We are an award winning TV production company known for sensitive and respectful documentary television. We are currently working on a new series that will chronicle the challenges and triumphs of families or women who have unexpectedly become pregnant.
I’ve attached our flyer and If you, or someone you know, is a good fit for this new series, please reach out to us or pass our contact info along. You can also spread the word by posting our flyer to your bulletin board, to Facebook or tweeting it.
Evidently someone out there knows something I do not. Actually, my uterus read this over my shoulder (it’s old but still flexible) and collapsed back over on itself laughing. The ovaries overheard the commotion, got the story from the bladder, and double flipped off the world as they crawled back to the lazy hammock of pre-menopause. There’s wine there. They’re happy.
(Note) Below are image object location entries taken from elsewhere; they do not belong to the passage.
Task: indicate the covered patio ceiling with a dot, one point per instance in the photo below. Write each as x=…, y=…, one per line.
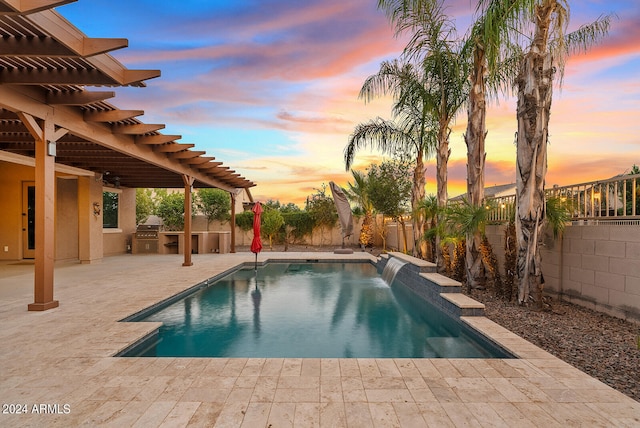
x=46, y=66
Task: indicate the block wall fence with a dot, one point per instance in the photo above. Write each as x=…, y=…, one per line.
x=596, y=266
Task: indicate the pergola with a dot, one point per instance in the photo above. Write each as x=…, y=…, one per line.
x=49, y=120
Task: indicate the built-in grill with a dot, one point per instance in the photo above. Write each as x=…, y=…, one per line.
x=146, y=238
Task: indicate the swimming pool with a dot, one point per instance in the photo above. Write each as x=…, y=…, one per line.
x=329, y=310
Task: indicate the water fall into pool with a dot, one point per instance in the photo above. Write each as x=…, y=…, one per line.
x=328, y=310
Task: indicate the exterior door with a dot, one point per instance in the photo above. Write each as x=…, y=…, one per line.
x=28, y=220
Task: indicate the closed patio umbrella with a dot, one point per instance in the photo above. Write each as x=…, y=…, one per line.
x=256, y=243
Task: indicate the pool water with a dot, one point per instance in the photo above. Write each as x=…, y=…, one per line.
x=328, y=310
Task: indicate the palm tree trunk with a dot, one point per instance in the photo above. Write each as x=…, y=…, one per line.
x=417, y=195
x=474, y=138
x=535, y=86
x=442, y=158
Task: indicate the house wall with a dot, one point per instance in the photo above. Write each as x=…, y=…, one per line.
x=66, y=219
x=11, y=178
x=597, y=266
x=115, y=241
x=78, y=231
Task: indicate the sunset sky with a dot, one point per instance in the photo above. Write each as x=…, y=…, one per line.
x=270, y=88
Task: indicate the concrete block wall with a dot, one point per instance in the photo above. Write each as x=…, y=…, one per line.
x=597, y=266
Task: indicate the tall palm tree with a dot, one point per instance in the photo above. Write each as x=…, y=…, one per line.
x=545, y=54
x=434, y=45
x=410, y=134
x=358, y=193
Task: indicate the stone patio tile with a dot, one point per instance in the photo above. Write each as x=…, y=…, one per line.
x=175, y=389
x=307, y=415
x=332, y=415
x=387, y=368
x=291, y=367
x=368, y=367
x=231, y=415
x=204, y=417
x=508, y=390
x=310, y=367
x=480, y=395
x=465, y=367
x=426, y=368
x=621, y=411
x=383, y=383
x=234, y=367
x=435, y=415
x=329, y=367
x=240, y=395
x=460, y=415
x=445, y=368
x=206, y=394
x=353, y=389
x=297, y=395
x=331, y=389
x=537, y=415
x=512, y=415
x=246, y=382
x=540, y=390
x=529, y=389
x=415, y=383
x=349, y=368
x=484, y=368
x=299, y=382
x=383, y=415
x=215, y=367
x=409, y=415
x=104, y=414
x=256, y=415
x=388, y=395
x=445, y=395
x=406, y=367
x=253, y=367
x=484, y=413
x=575, y=414
x=265, y=389
x=272, y=367
x=358, y=415
x=282, y=415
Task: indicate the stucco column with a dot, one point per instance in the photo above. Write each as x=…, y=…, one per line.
x=232, y=222
x=90, y=238
x=45, y=136
x=188, y=183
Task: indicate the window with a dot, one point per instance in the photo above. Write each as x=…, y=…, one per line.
x=110, y=202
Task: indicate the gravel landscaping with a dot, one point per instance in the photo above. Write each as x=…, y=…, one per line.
x=600, y=345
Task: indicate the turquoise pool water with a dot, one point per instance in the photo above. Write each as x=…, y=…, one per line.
x=328, y=310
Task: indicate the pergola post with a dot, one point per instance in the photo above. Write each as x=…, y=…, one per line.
x=232, y=223
x=188, y=184
x=45, y=137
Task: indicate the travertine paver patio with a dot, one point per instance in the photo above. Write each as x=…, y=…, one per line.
x=63, y=358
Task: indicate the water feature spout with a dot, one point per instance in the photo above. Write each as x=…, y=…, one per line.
x=391, y=269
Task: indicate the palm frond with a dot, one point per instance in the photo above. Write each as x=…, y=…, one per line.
x=379, y=134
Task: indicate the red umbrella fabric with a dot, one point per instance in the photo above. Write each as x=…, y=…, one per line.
x=256, y=244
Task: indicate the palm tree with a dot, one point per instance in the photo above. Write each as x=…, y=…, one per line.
x=546, y=51
x=410, y=134
x=445, y=87
x=358, y=192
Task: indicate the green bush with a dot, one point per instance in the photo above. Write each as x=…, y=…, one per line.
x=171, y=210
x=244, y=220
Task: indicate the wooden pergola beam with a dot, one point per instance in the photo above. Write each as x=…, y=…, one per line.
x=30, y=46
x=31, y=6
x=137, y=129
x=78, y=98
x=111, y=115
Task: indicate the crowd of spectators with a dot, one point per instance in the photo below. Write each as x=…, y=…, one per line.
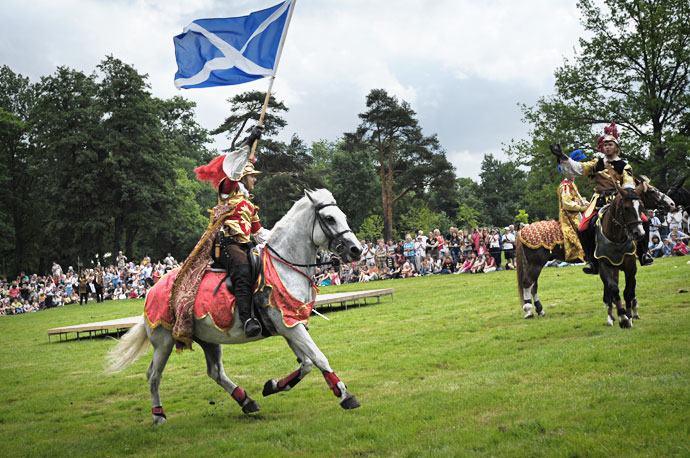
x=123, y=280
x=480, y=250
x=666, y=238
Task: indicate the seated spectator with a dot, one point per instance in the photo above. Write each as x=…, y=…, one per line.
x=407, y=270
x=679, y=248
x=447, y=266
x=478, y=266
x=489, y=264
x=656, y=247
x=467, y=265
x=426, y=267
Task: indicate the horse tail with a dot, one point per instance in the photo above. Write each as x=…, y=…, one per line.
x=520, y=266
x=132, y=346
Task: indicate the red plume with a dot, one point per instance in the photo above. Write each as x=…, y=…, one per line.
x=213, y=171
x=611, y=130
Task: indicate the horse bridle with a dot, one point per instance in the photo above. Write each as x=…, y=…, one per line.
x=331, y=235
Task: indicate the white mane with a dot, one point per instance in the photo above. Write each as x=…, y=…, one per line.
x=295, y=214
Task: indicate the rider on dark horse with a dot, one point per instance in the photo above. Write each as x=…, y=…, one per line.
x=606, y=171
x=232, y=223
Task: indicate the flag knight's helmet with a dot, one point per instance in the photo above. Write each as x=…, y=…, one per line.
x=610, y=135
x=218, y=169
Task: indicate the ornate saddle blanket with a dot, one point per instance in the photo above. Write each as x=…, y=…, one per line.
x=546, y=234
x=221, y=306
x=613, y=252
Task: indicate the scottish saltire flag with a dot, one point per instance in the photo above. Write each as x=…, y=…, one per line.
x=224, y=51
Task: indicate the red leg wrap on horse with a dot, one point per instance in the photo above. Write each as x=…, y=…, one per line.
x=332, y=381
x=239, y=395
x=291, y=380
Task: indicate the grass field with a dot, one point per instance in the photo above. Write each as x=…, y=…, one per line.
x=446, y=368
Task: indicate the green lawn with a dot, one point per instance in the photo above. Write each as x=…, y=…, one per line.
x=446, y=368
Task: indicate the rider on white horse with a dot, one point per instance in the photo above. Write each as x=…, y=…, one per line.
x=233, y=221
x=604, y=171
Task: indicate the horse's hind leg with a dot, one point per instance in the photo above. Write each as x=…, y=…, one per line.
x=302, y=343
x=629, y=291
x=287, y=383
x=215, y=370
x=162, y=342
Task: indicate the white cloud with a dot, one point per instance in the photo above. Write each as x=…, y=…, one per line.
x=335, y=53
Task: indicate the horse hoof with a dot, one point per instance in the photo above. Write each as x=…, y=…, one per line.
x=349, y=403
x=270, y=387
x=251, y=406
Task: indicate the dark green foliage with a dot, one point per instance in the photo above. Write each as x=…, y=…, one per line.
x=633, y=68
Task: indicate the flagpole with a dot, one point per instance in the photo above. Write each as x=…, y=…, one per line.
x=273, y=76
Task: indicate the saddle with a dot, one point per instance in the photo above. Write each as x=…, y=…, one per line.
x=255, y=267
x=612, y=251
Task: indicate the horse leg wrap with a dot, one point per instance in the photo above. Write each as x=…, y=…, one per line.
x=158, y=411
x=239, y=395
x=291, y=380
x=332, y=381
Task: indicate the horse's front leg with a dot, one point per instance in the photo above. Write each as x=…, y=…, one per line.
x=287, y=383
x=162, y=342
x=609, y=276
x=215, y=370
x=305, y=348
x=629, y=291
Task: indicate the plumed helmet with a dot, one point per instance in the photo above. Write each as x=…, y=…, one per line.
x=576, y=155
x=249, y=169
x=610, y=135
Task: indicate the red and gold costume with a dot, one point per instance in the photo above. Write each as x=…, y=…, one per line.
x=235, y=215
x=570, y=205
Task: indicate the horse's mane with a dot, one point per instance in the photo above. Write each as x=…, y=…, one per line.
x=320, y=196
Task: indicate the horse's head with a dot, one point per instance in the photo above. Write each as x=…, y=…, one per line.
x=627, y=212
x=332, y=230
x=652, y=198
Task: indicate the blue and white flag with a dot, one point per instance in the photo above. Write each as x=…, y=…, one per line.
x=236, y=50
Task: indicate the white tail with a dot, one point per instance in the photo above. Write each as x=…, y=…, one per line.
x=131, y=347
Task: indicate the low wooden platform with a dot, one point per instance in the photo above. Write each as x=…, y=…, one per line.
x=118, y=326
x=121, y=325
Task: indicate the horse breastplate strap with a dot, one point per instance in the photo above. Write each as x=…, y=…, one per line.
x=614, y=252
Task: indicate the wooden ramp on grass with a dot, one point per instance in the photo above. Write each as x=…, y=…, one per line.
x=96, y=329
x=123, y=324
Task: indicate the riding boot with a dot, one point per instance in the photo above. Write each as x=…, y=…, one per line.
x=587, y=241
x=643, y=253
x=242, y=284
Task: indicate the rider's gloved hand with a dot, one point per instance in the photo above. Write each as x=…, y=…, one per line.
x=558, y=152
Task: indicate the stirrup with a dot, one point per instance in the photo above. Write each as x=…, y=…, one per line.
x=252, y=327
x=590, y=269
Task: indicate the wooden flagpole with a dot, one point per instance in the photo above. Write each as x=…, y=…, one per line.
x=273, y=76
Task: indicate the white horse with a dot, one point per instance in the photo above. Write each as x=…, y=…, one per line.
x=314, y=221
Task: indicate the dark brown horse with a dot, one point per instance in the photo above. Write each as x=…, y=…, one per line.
x=529, y=262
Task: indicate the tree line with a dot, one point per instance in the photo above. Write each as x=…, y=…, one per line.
x=92, y=164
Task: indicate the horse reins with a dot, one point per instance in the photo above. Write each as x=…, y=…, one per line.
x=327, y=232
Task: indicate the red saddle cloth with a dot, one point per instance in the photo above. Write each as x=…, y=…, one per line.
x=221, y=307
x=546, y=234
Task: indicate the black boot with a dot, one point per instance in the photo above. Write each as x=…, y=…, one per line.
x=643, y=254
x=242, y=284
x=587, y=241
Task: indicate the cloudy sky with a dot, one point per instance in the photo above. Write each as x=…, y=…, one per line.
x=463, y=65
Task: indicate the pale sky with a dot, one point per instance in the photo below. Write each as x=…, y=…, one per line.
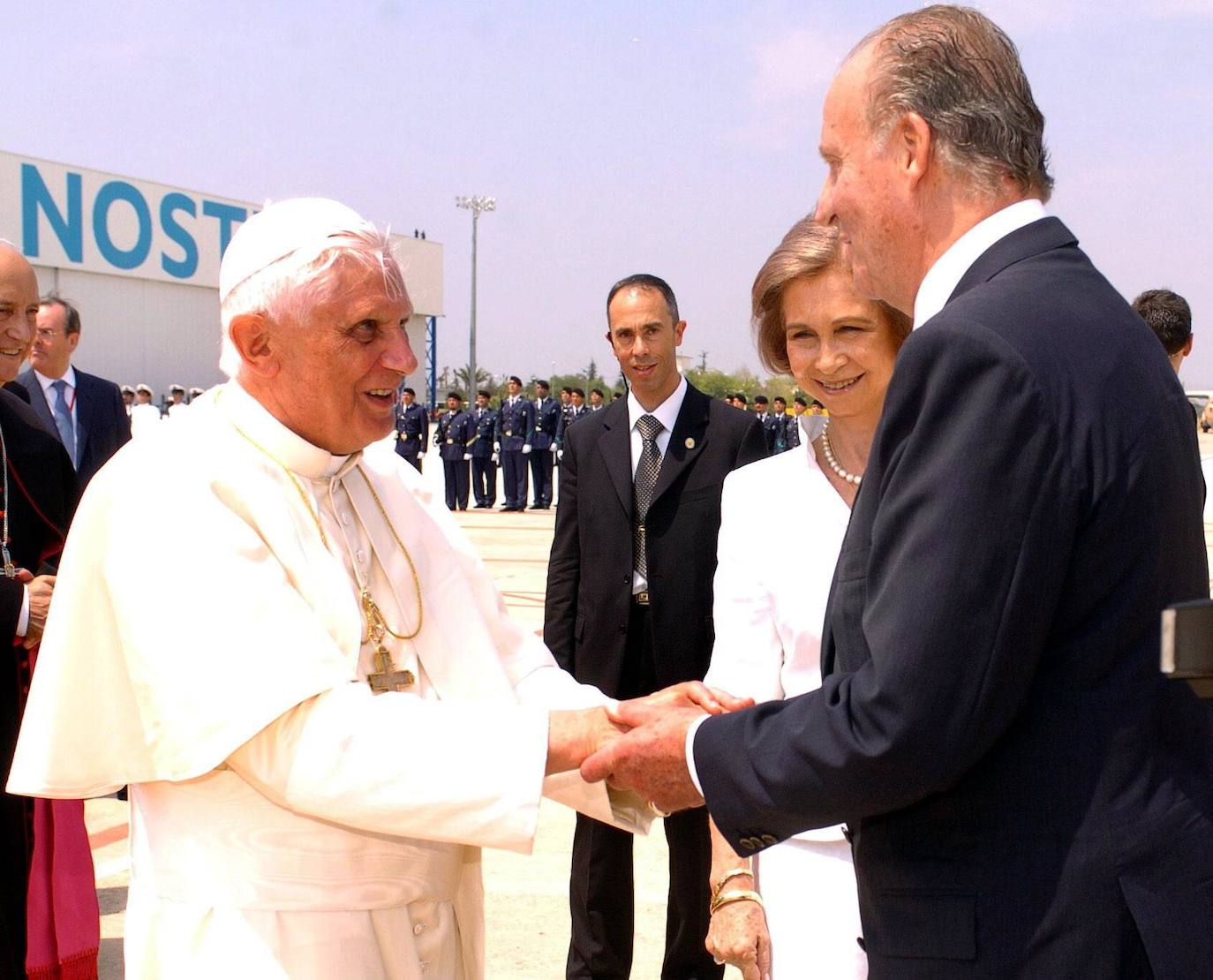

I am forty years old. I have two sons, one of which hit his teen years three weeks ago. The intensity of my squint at this computer screen could laser cut granite. My hearing may be better than most, but my joints sound like a middle school drumline. I am well past my childbearing interest. There’s a big ole’ “Road Closed” sign on the uterus. “One Way.” “No Outlet.” “Don’t Even Fucking THINK Of Parking A Pregnancy Here.”
When I was young a friend’s mom had a framed picture of “I’d rather be 40 than pregnant.” I remember thinking, “Oh dear god, no. Really? Pregnant would be MUCH better than ancient!” Fast forward 30 years and I’d rather be anything than pregnant. And this is from someone who was on all kinds of pre-pregnancy/pregnancy/miscarriage/post-miscarriage/pregnancy/yay-you-finally-have-a-baby email lists in the early millennium.
If I were to (god forbid, spin around three times, say a prayer, and spit) suddenly discover I had a bun in the out-of-warrantee oven, I’m pretty sure I would not be looking to get into a documentary. I can think of fifty things I’d rather do, and fully half of them involve a variation on walking into traffic. A goodly portion of the other half involve my husband and rectifying what would obviously be a failed surgical procedure that shall not be named but is what couples (read: men) do when they love each other very much but know they will kill each other if there is an unexpected third child.
Oh Interwebz, you know so much about me. You know I love wine, and cream in my coffee, and that I get stabby when there’s too long a stretch between warm, sunny days. There are eight years of Everything You Ever Wanted To Know About Me right here on this site. But you totes got the wrong woman here if you think there’s gonna be another Chaos Baby. No no no no no no no….hysterical laughter….nooooooo.